Maersk to Invest Billions, Reap Savings, but No Cash for Shareholders
Denmark's A.P. Moller-Maersk said on Wednesday it would invest billions of dollars in new ships, reap hundreds of millions in savings and announced valuable contracts for its drilling rigs.
But shares of the world's largest container shipping company fell more than 3 percent, partly because it failed to announce any of the initiatives the market had anticipated for its investor day in Copenhagen.
Analysts had hoped that Maersk would say it had sold a big oil asset in Angola, which would have cut future capital investments, or unveil an increase in its payments to shareholders.
Instead, container shipping arm Maersk Line said it would spend $3 billion a year between 2015 and 2019 on new vessels.

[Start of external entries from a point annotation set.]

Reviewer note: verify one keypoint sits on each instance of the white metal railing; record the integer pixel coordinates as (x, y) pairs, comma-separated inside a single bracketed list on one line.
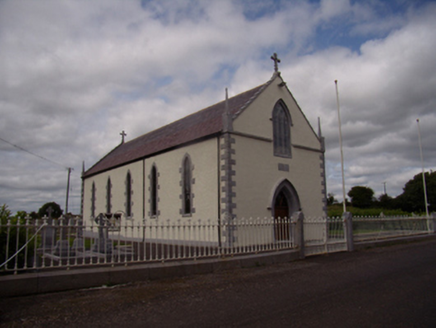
[(67, 243)]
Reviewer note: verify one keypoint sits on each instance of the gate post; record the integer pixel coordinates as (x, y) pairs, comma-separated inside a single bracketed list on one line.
[(348, 230), (298, 220)]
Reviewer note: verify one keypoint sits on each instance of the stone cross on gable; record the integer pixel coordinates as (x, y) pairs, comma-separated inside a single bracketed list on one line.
[(276, 61), (123, 134)]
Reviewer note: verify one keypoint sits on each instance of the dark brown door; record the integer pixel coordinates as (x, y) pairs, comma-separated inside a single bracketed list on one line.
[(281, 217)]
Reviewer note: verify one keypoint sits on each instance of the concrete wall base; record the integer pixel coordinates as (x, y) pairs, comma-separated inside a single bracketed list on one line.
[(62, 280)]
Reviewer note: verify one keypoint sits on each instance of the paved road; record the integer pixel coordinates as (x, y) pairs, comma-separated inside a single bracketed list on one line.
[(391, 286)]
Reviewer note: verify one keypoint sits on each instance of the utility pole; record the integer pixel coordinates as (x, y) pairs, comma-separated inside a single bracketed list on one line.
[(423, 174), (68, 190), (340, 146)]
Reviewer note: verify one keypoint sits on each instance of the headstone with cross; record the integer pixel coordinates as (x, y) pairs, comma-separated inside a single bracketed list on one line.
[(276, 61), (102, 244), (49, 234), (122, 134)]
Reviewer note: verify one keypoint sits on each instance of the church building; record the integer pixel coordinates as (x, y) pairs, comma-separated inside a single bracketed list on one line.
[(249, 156)]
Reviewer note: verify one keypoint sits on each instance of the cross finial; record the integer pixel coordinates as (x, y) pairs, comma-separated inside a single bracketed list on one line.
[(123, 134), (276, 60)]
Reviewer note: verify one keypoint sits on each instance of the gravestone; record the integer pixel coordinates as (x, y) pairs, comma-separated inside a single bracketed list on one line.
[(102, 243), (49, 233)]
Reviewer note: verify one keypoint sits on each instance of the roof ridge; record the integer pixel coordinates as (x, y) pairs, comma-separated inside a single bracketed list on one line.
[(249, 101)]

Although the industry is suffering from oversupply, companies are ditching older and smaller ships for fewer but larger ones.
"Due to our size, we need 425,000 20 foot equivalent units (TEU) delivered between 2017 and 2019," Maersk Line Chief Executive Soren Skou told analysts at Maersk's headquarters overlooking the Oresund Strait between Denmark and Sweden.

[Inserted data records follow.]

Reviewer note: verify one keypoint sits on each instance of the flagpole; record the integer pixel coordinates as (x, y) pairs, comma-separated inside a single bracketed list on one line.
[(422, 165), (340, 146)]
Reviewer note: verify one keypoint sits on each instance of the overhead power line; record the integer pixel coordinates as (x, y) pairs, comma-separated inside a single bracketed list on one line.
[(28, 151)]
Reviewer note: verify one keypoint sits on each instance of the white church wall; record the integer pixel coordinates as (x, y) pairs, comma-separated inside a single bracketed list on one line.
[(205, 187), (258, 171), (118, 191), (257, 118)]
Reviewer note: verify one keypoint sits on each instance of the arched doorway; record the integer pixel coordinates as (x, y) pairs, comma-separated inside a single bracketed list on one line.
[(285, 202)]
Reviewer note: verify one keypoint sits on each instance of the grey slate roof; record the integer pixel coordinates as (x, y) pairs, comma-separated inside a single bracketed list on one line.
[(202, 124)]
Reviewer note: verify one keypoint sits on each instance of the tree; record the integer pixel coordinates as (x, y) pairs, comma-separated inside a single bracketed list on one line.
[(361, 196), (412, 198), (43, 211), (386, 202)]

That works out to about 23 of Maersk's Triple E vessels -- the largest in the world by capacity with a length of almost four soccer pitches.
Maersk Line, which contributed the largest portion of underlying profits last year, also expects to save $350 million a year from its shipping alliance with its nearest rival, the Mediterranean Shipping Company (MSC). Maersk Line earned $1.5 billion in profits on $26.2 billion of revenues.
It controls around 20 percent of transported goods on the world's busiest route between Asia and Europe and has a global market share of around 15 percent. Its profit margin has been 5 percentage points higher than its rivals for almost two years.
However, investors were not pleased and shares closed 3.47 percent lower at 14,460 Danish crowns each. The stock hit an all-time high of 15,200 crowns last week after analysts hiked price targets due to a share buyback programme.
Traders cited the lack of any big announcements at the investor day as well as a 2.3 percent fall in the European freight and logistics sector due to a profit warning from Dutch logistics company TNT Express and worries about Chinese economic growth.
"Expectations were high ahead of the capital markets day," said Sybank head of equities Ole Jensen.
"Then we saw a downgrade of Chinese growth outlook from Goldman Sachs and the World Trade Organisation cut its trade growth forecasts. So this fear for global growth combined with a day without any big news is putting Maersk under pressure."
Nevertheless, finances at the shipping and oil conglomerate are in good health -- it was one of the few among the top 15 in its industry to report a first-half profit this year as the sector struggles to recover from the global economic slump.
Divestments of non-core assets, rigid cost-cutting and taking advantage of economies of scale earned Maersk more cash than it knew what to do with, leading to the first share buyback in its 110 year history.
Maersk has been selling non-core assets in recent years - around $10 billion according to some analysts - as it concentrates on shipping and oil, which includes production, drilling and services such as offshore tugs.
Maersk Drilling said on Wednesday it had won an extension of an Angolan contract worth $387 million. The translates to more than $500,000 a day, a high rate even for high-cost Angola and above Chief Executive Claus Hemmingsen's estimate of a $400,000-500,000 range for deepwater.
The drilling unit aims to contribute $1 billion in profits by 2018 by focusing on harsh-climate drilling in Norway and on the deepwater "golden triangle" between the U.S. Gulf of Mexico, Brazil and West Africa.
Maersk Oil, meanwhile, stuck to its target of 400,000 barrels of oil equivalent (boed) production a day providing it achieves return on investment above 10 percent, confounding chatter in the market that the target would be dropped.
Maersk Oil has cut down on exploration activities while vowing increased production from its relatively small reserves -an unusual move for an oil company but one that pleases shareholders in the A.P. Moller-Maersk group as it implies lower spending and better returns.